Speed up website security in four clever ways
Category : Webmaster Skills
If you’re a website owner, don’t overthink your website security. Start with the basics. Here are top five things you absolutely must do to protect your website, your personal information, and your customers from a data breach and other forms of cybertheft.
Use a Password Manager to Keep Logins Secure.
How do you keep your passwords safe? Are you depending on your web browser’s easy-to-use autofill function and/or reusing the same passwords over and over again? You wouldn’t be alone in this common but catastrophic mistake.
In January 2018, Wired reported findings from Princeton University’s Center for Information Technology Policy that auto-filling your login and password information leaves you susceptible to data tracking and collecting from third-party sites. If you reuse passwords for multiple logins, the script from these predatory third-party websites can lift your password and use them to access your profiles.
The quick solution isn’t to mix up all of your passwords and to write them down in a notebook somewhere. Password managers, like LastPass and 1Password, can generate a random password for each of your profiles and websites, store them for you, and keep them encrypted. Some of them also have two-step authentication, giving you an extra layer of security.
Another important note: limit the number of people who have access to your website and restrict administrative privileges to everyone except for a select few. The more people are able to access your site’s back door, the greater the chances are of a data breach. Even the most trustworthy employee can forget to log out, can reuse passwords, or do something to accidentally jeopardize your site’s security.

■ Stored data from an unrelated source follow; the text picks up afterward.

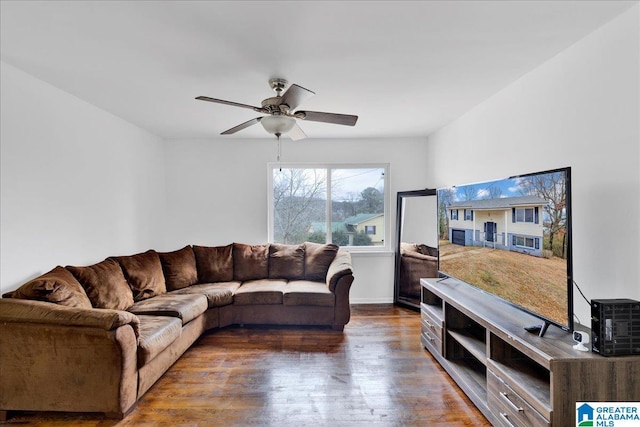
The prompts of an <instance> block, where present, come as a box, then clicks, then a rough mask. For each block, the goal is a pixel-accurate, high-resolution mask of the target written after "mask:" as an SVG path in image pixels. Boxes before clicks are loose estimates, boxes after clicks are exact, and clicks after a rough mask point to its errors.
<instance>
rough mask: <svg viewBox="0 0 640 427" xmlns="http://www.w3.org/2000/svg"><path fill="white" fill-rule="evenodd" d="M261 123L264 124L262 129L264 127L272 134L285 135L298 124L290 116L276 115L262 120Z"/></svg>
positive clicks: (269, 132)
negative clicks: (296, 123) (278, 134)
mask: <svg viewBox="0 0 640 427" xmlns="http://www.w3.org/2000/svg"><path fill="white" fill-rule="evenodd" d="M260 123H261V124H262V127H264V130H266V131H267V132H269V133H270V134H273V135H276V134H280V135H284V134H286V133H287V132H289V131H290V130H291V129H293V126H295V124H296V119H294V118H293V117H289V116H278V115H275V116H267V117H263V118H262V120H260Z"/></svg>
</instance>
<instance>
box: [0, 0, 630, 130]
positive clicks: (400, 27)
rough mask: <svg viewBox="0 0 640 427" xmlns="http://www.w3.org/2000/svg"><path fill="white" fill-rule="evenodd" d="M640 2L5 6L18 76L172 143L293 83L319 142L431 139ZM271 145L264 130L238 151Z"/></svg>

Install an SSL Certificate.
An SSL Certificate puts a Hypertext Transfer Protocol Secure (HTTPS) between your website and its visitors’ computers. Particularly for a business website, it is a critically important security measure to install.
This communication technology simultaneously encrypts and authenticates the data that’s being sent to and from your site and your visitors, keeping it completely confidential. As a result, outsiders aren’t able to track or steal your visitors’ information during the exchange. It also has the benefit of protecting the integrity of the data as it’s being received or sent from your site.
If your business website accepts customer’s credit card numbers and personal information, an SSL certificate can prevent cyber thieves from stealing it and ruining your business’ reputation.
An SSL certificate is more important than ever now that Google will flag any site without one as “not secure”. For iPage customers, we are offering a free basis SSL to prevent this from happening. Find out more about how the Google changes might affect your website, or how to enable free SSL if you have live website with a domain purchased through iPage.
Backup Your Data Regularly.
Your web hosting company most likely backs up your site’s data on a regular schedule. For a business website, that may not be enough.
If your site goes down, gets hacked, or sees other major damage, then your backed up data will help you get it up again quickly. To maintain the utmost security on your website, get additional help from a backup application or a dedicated backup plugin. Though they may cost a little extra, they will store your website’s data and any related information. Try to install a plugin that performs backups at least once a week.
Perform Updates on Schedule.
It’s happened to literally millions of website owners. You get an email notification about a software update or, if you’re running a WordPress-hosted site, a theme and plugin update. Instead of heeding the notification, you assume your web hosting company will perform this routine update and delete the email. A few months later, your site gets hacked. Your personal data, your customers’ data—it’s all been stolen by cyber thieves.
Though incredibly common, this kind of data breach is also entirely preventable. According to the world-renowned web security specialists at Sucuri Remediation Group, almost two-thirds of WordPress-hosted sites run on outdated themes, plugins, and software because website owners neglect their updates.
Delayed updates don’t just make your website glitchy. They leave gaping holes in its security through which hackers can enter. Stay on top of your updates, and your site will be impenetrable.